O riso virtual

Por Osorio de Vasconcellos | 08/01/2014 | Crônicas

Resumo: No espaço de um correio eletrônico encaminha-se uma compreensão do riso estruturado na dimensão virtual das redes sociais.     

O riso virtual 

De: Luca Matéria

Para: Milton (um amigo) 

Em tua mensagem, com a argúcia que te é peculiar, dizes notar algo diferente no riso das pessoas. Não no trato direto com elas, mas no âmbito das redes sociais. Se bem entendi o teu reparo, descobres sob o gesto de quem ri na dimensão virtual uma nota destoante do padrão regulador dos teus modos de entender.

Chegas a cogitar de fraude social. Lanças sobre o riso virtual a suspeita de pertencer ao plano comum dos acontecimentos históricos.

De mim, se me permites, não seria tão taxativo, pelo menos antes de examinar  alguns aspectos teóricos da situação.

Até onde possa imaginar, a impressão de fraude que suscitas decorre de uma compreensão estritamente lógica do riso.

Para ti, todo riso há de ter uma causa perceptível e catalogável, uma razão de ser familiar à inteligência do observador.  Como não identificas nenhuma coerência no que vês, cogitas de riso fraudulento, hipocrisia social.

Não ignoro que há risos assim, estruturados em nítidas relações de causa e efeito.

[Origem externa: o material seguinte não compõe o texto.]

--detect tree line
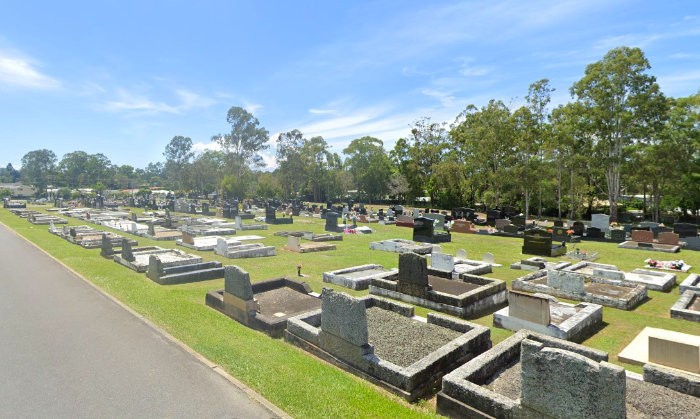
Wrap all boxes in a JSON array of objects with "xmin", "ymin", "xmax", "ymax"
[{"xmin": 9, "ymin": 47, "xmax": 700, "ymax": 220}]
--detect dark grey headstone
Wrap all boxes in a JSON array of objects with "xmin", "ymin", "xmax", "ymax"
[
  {"xmin": 321, "ymin": 288, "xmax": 368, "ymax": 346},
  {"xmin": 122, "ymin": 238, "xmax": 136, "ymax": 262},
  {"xmin": 399, "ymin": 252, "xmax": 428, "ymax": 286},
  {"xmin": 224, "ymin": 266, "xmax": 253, "ymax": 301}
]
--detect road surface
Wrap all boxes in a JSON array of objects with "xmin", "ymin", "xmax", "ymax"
[{"xmin": 0, "ymin": 224, "xmax": 279, "ymax": 418}]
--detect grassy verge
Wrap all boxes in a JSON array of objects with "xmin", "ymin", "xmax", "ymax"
[{"xmin": 0, "ymin": 208, "xmax": 700, "ymax": 417}]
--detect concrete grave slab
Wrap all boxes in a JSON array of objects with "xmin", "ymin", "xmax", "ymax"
[{"xmin": 285, "ymin": 289, "xmax": 490, "ymax": 401}]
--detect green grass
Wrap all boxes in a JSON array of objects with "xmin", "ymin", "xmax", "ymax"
[{"xmin": 0, "ymin": 207, "xmax": 700, "ymax": 417}]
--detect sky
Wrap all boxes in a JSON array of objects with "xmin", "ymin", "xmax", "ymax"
[{"xmin": 0, "ymin": 0, "xmax": 700, "ymax": 169}]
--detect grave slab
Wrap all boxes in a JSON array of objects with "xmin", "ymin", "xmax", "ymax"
[{"xmin": 284, "ymin": 289, "xmax": 490, "ymax": 401}]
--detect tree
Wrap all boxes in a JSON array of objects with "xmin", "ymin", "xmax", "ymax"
[
  {"xmin": 212, "ymin": 106, "xmax": 269, "ymax": 177},
  {"xmin": 163, "ymin": 135, "xmax": 194, "ymax": 189},
  {"xmin": 571, "ymin": 47, "xmax": 666, "ymax": 221},
  {"xmin": 21, "ymin": 149, "xmax": 56, "ymax": 195}
]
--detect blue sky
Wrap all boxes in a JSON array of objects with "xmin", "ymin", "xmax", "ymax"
[{"xmin": 0, "ymin": 0, "xmax": 700, "ymax": 168}]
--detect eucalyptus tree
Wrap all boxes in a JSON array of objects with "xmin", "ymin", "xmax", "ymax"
[
  {"xmin": 212, "ymin": 106, "xmax": 269, "ymax": 178},
  {"xmin": 21, "ymin": 148, "xmax": 56, "ymax": 195},
  {"xmin": 343, "ymin": 137, "xmax": 391, "ymax": 202},
  {"xmin": 163, "ymin": 135, "xmax": 194, "ymax": 189},
  {"xmin": 571, "ymin": 47, "xmax": 666, "ymax": 221}
]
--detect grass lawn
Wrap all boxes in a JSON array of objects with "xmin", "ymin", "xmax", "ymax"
[{"xmin": 0, "ymin": 207, "xmax": 700, "ymax": 417}]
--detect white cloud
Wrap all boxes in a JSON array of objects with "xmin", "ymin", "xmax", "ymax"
[
  {"xmin": 309, "ymin": 108, "xmax": 338, "ymax": 115},
  {"xmin": 103, "ymin": 89, "xmax": 216, "ymax": 114},
  {"xmin": 0, "ymin": 51, "xmax": 61, "ymax": 90}
]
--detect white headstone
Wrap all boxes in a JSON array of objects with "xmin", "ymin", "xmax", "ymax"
[
  {"xmin": 591, "ymin": 214, "xmax": 610, "ymax": 233},
  {"xmin": 430, "ymin": 250, "xmax": 455, "ymax": 272}
]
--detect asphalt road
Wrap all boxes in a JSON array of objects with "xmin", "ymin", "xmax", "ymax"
[{"xmin": 0, "ymin": 224, "xmax": 284, "ymax": 418}]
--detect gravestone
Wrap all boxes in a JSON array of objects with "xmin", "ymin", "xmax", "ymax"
[
  {"xmin": 398, "ymin": 252, "xmax": 431, "ymax": 298},
  {"xmin": 610, "ymin": 229, "xmax": 627, "ymax": 243},
  {"xmin": 321, "ymin": 288, "xmax": 369, "ymax": 347},
  {"xmin": 486, "ymin": 209, "xmax": 503, "ymax": 227},
  {"xmin": 632, "ymin": 230, "xmax": 654, "ymax": 243},
  {"xmin": 224, "ymin": 265, "xmax": 253, "ymax": 301},
  {"xmin": 658, "ymin": 232, "xmax": 680, "ymax": 246},
  {"xmin": 430, "ymin": 250, "xmax": 455, "ymax": 272},
  {"xmin": 122, "ymin": 238, "xmax": 136, "ymax": 262},
  {"xmin": 673, "ymin": 223, "xmax": 698, "ymax": 238},
  {"xmin": 649, "ymin": 336, "xmax": 700, "ymax": 374},
  {"xmin": 520, "ymin": 339, "xmax": 627, "ymax": 418},
  {"xmin": 586, "ymin": 227, "xmax": 605, "ymax": 239},
  {"xmin": 100, "ymin": 233, "xmax": 114, "ymax": 257},
  {"xmin": 547, "ymin": 270, "xmax": 585, "ymax": 295},
  {"xmin": 591, "ymin": 214, "xmax": 610, "ymax": 233},
  {"xmin": 510, "ymin": 215, "xmax": 526, "ymax": 227},
  {"xmin": 325, "ymin": 211, "xmax": 338, "ymax": 233},
  {"xmin": 508, "ymin": 290, "xmax": 551, "ymax": 326},
  {"xmin": 503, "ymin": 224, "xmax": 518, "ymax": 235}
]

O riso da comicidade, por exemplo, decorre sempre da percepção de um mau jeito, uma queda, um tropeço, uma distração, etc.. O riso irônico nasce invariavelmente de uma operação intelectual sofisticada. O riso solidário costuma brotar da simpatia universal. Mas se prestares atenção, verás que a lógica  não constitui elemento indispensável ao riso. Rir, o mais das vezes, culmina um movimento intuitivo intimamente ligado aos domínios da arte. Se me perguntares que arte é essa que se materializa no riso, eu te responderei que essa arte é a arte de estar no mundo. E logo te dou dois exemplos. O riso lúdico das crianças, e o riso caótico dos loucos e dos devassos. Vá lá que seja, dou-te mais um exemplo, o riso enigmático, aquele mesmo que Da Vinci imortalizou no rosto de  Mona Lisa.  

Pois calha de ser nessa mesma categoria da intuição artística que eu pretendo alojar o riso estruturado na dimensão virtual, colocando-o no mesmo patamar das obras de arte. Com uma diferença. Enquanto a obra de arte tem forma e conteúdo, isto é, matéria e espirito, o riso virtual, por ser virtual, vagueia indefinidamente entre um fundamento e outro.

De todos os modos pesa a seu favor o mérito de aliviar o fardo da existência.

Com efeito, o riso virtual tanto dispensa a mediação enfadonha da lógica, quanto ignora livre de remorso  o massacre ambiental.  

Para encerrar este correio, copio Machado de Assis: Se a minha explicação te agradou, pago-me do esforço, caso contrário, pago-te com um piparote e adeus.